© Fanny de Chaillé

Le Robert

Une performance de Fanny de Chaillé
Avec Christophe Ives
Lumières Caty Olive

Production Le Labo d’octobre – Nantes – octobre 2000


“Au commencement, l’objet Le Robert est obsession, obsession quand il s’agit de formaliser la pensée : revenir indéfiniment à LA référence quand il s’agit de trouver les mots, le mot.

Mes recherches sur le travail de Bernard Heidsieck (son rapport à l’oralité), et plus particulièrement sur la série de poèmes Derviche/Le Robert1, nourrissent cette obsession. Le Robert ne me quitte plus. Le travail de recherche terminé, je décide dans un premier temps de jeter ce foutu dictionnaire : ne plus en entendre parler, ne plus l’entendre parler.

Comment dépasser cette obsession ? C’est par l’action de transformation que Le Robert reprend forme : chacune des pages du dictionnaire est enduite de paraffine et ceci jusqu’à ce que les mots et définitions qui le constituent disparaissent. Par cette action le dictionnaire perd sa seule et unique fonction et gagne en matérialité, en souffle.

Cette action se dilue progressivement dans la forme sculpturale que prend l’objet : très vite il s’impose et devient une colonne transparente, ravissante…

Devenu objet esthétisant, il ne peut se réduire à cette fascination. D’objet spécifique destiné à être exposé, il devient objet à mettre en scène, à interroger dans sa représentation.

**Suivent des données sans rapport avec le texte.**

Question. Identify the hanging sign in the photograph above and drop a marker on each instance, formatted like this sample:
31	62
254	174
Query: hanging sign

Lui rendre alors son oralité, questionner le rapport à la langue écrite, à la théâtralité2 (ce combat entre Fried et Judd), le mettre en présence, lui donner corps.

Par l’action de Christophe Ives, Le Robert est performance.

1 A partir de chaque lettre du Robert, chaque mot inconnu rencontré est répertorié et devient l’objet d’une fiction textuelle.
2 Comment penser la théâtralité de l’objet exposé, ce combat entre Fried et Judd ? Voir à ce sujet Georges Didi-Huberman, Ce que nous voyons, ce qui nous regarde, pages 37-53, Collection Critique, Editions de Minuit, Paris, 1955.